Results of Treatment
Results of balloon dilation valvuloplasty have been excellent. This technique was developed in the mid-1980s. Most large centers have a moderate degree of experience with it. The technique decreases the degree of aortic valve obstruction from severe to mild in a large majority of patients.
Children who do not experience excellent relief of obstruction with a technically adequate balloon dilation procedure usually will have more complex disease, such as calcified valve leaflets or a small valve ring.
Balloon dilation valvuloplasty does cause valve insufficiency (or leakage), but this is mild in the majority of patients. In approximately 3 percent to 5 percent of the patients the balloon procedure will create severe aortic valve insufficiency. Severe aortic valve insufficiency may require surgical intervention (although rarely emergently).
Long-term follow-up studies of balloon dilation valvuloplasty show that excellent relief of obstruction persists for several years.
However, like surgical valvotomy in the past, recurrent valve obstruction does occur in many children during the next 5-10 years. Recurrent narrowing is perhaps related to patient growth and chronic valve changes. Many of these children will require repeat balloon dilation or surgical valve replacement procedures.

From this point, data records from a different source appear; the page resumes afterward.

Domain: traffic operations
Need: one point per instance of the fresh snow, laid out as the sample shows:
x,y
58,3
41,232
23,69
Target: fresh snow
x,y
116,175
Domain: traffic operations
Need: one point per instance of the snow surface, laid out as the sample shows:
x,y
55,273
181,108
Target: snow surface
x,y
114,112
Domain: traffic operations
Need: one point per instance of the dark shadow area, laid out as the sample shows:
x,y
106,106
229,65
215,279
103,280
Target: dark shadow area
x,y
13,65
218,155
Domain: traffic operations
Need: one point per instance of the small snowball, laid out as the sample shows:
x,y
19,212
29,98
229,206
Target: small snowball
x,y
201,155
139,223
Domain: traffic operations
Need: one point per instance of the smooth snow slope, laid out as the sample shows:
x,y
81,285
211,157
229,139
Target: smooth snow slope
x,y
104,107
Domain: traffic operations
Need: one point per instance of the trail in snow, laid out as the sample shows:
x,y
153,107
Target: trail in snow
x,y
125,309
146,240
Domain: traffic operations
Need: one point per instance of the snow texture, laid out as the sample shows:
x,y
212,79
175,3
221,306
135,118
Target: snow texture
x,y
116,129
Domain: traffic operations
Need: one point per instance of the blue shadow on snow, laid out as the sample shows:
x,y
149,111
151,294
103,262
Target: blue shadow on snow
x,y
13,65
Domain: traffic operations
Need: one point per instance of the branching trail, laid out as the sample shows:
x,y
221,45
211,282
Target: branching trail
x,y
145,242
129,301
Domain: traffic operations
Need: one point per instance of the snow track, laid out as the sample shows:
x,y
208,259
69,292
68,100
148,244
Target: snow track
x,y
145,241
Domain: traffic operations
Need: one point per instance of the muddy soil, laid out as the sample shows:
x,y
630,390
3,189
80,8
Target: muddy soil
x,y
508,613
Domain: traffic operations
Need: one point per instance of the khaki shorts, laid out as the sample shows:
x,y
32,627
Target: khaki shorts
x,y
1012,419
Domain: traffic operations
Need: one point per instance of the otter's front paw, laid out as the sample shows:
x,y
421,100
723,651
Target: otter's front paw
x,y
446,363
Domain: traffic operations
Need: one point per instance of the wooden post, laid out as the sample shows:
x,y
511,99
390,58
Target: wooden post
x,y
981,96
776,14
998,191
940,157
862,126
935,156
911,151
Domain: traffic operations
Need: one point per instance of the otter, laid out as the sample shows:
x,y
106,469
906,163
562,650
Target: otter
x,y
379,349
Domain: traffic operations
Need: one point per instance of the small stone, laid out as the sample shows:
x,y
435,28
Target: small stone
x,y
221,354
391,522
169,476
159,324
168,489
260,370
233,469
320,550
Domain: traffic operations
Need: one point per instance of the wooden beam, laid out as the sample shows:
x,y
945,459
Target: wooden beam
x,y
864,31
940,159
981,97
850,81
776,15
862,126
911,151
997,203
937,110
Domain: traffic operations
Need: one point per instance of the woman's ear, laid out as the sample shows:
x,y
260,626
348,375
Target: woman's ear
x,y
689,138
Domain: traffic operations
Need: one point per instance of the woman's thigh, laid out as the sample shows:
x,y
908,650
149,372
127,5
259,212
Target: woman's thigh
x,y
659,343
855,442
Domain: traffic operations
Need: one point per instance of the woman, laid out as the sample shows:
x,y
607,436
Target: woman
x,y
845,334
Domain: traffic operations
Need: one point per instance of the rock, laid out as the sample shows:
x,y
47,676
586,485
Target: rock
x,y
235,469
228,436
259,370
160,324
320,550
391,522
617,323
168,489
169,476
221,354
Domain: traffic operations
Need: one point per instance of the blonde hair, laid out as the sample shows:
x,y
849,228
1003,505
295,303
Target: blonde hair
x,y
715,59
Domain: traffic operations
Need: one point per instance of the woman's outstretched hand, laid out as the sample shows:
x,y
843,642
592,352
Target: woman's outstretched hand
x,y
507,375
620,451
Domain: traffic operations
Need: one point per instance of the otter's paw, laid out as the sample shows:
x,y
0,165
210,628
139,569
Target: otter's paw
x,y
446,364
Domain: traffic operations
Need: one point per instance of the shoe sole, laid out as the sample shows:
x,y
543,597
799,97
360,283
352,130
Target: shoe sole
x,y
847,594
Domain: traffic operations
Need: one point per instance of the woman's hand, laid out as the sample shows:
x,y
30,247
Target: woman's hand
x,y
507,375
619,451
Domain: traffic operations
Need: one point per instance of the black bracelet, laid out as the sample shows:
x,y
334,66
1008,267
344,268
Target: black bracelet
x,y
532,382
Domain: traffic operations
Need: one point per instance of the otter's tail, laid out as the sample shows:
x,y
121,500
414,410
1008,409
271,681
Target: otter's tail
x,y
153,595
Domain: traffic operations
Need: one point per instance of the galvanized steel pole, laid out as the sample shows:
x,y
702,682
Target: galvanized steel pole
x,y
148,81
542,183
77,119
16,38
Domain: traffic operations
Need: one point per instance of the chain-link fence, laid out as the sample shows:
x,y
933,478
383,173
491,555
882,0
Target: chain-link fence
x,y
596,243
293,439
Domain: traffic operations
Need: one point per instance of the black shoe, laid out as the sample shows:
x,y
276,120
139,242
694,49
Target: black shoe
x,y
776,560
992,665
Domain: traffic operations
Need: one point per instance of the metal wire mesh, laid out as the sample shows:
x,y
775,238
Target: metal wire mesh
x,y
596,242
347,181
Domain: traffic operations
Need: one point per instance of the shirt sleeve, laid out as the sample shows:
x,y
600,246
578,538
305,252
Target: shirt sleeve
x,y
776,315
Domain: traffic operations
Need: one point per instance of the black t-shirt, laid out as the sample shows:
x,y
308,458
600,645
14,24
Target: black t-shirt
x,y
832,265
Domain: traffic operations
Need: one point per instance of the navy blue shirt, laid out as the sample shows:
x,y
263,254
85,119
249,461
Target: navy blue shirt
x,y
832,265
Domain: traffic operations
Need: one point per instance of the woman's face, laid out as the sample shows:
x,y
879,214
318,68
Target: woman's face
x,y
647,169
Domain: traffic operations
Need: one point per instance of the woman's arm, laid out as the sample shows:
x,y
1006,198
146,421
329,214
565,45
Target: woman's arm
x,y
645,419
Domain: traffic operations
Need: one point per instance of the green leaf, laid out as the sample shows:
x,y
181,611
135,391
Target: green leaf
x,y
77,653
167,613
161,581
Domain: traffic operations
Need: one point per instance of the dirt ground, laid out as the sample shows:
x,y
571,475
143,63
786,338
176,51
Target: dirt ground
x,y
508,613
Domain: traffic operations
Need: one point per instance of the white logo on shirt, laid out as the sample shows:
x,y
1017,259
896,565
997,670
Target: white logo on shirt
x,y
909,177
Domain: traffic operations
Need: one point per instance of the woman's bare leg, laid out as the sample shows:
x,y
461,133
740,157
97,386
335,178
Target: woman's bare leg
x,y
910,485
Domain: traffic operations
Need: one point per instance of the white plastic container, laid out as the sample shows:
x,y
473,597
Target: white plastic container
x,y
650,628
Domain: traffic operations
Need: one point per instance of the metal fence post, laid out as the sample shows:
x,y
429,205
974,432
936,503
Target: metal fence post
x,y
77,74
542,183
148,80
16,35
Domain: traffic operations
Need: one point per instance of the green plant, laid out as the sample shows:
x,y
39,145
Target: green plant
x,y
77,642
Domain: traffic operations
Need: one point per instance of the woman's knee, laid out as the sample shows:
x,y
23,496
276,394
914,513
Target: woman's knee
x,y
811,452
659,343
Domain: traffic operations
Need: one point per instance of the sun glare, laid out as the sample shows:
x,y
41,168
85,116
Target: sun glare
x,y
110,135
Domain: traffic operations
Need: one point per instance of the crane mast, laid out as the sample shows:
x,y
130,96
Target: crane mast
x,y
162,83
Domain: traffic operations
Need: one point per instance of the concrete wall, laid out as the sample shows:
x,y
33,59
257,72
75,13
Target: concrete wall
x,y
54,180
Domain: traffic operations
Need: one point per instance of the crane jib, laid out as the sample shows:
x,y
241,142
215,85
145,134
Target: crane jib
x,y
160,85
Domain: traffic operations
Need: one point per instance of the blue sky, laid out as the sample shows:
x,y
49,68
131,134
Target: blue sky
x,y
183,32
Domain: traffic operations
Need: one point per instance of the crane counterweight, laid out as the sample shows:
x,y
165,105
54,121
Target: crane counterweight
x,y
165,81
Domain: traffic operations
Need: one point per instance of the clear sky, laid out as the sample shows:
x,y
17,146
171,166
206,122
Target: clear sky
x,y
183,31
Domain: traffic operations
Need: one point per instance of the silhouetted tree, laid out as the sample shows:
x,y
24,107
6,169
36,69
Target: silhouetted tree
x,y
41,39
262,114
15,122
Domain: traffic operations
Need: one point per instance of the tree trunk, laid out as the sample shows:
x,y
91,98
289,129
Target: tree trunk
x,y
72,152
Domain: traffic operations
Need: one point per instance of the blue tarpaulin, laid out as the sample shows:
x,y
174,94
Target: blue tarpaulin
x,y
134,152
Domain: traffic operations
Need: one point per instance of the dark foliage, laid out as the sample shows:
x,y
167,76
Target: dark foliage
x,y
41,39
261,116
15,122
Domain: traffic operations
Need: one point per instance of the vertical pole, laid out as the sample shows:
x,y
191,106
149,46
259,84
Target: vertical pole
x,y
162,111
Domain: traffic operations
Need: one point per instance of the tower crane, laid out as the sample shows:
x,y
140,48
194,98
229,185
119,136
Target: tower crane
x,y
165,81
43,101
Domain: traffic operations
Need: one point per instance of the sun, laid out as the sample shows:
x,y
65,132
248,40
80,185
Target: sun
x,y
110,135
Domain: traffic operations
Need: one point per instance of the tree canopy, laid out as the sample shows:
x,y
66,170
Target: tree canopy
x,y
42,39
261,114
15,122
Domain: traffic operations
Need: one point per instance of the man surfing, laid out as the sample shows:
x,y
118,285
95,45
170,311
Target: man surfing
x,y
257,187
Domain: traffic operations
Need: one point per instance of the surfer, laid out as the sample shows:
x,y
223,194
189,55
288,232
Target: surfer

The outcomes of open-heart surgical procedures for severe aortic valvar stenosis have been excellent. The mortality risk for surgical valve replacement, either prosthetic valve or the Ross Procedure, is less than 3 percent in experienced centers. These procedures effectively relieve all aortic stenosis and insufficiency with low complication rates.
When valve replacements occur in young children, the long-term concern is that the child will outgrow the size of the artificial valve and will require a repeat surgical valve replacement in later years.
When adult-sized artificial aortic valves are implanted in large children and adolescents, they are expected to last 20 years or more with excellent function.
The Ross Procedure raises several unique issues which require evaluation as children grow. The patient's native pulmonary valve is implanted in the aortic valve position, and may dilate. This dilation may eventually lead to some degree of valve insufficiency over time.
In addition, a conduit is placed between the right ventricle and pulmonary artery (to replace the native pulmonary valve). If the Ross Procedure is performed in an infant or small child, this right-sided conduit will need to be replaced later in childhood as the child grows.
It is important to understand that all the treatments for aortic stenosis are palliative, not curative.
An outstanding balloon dilation procedure may leave the patient with only mild aortic stenosis, but not a normal valve.
An outstanding valve replacement operation will relieve essentially all outflow obstruction, but leaves the child with an artificial valve.
Long-term follow-up, with regular evaluations by a qualified cardiologist, is essential to helping provide the highest quality outcome for patients with aortic stenosis.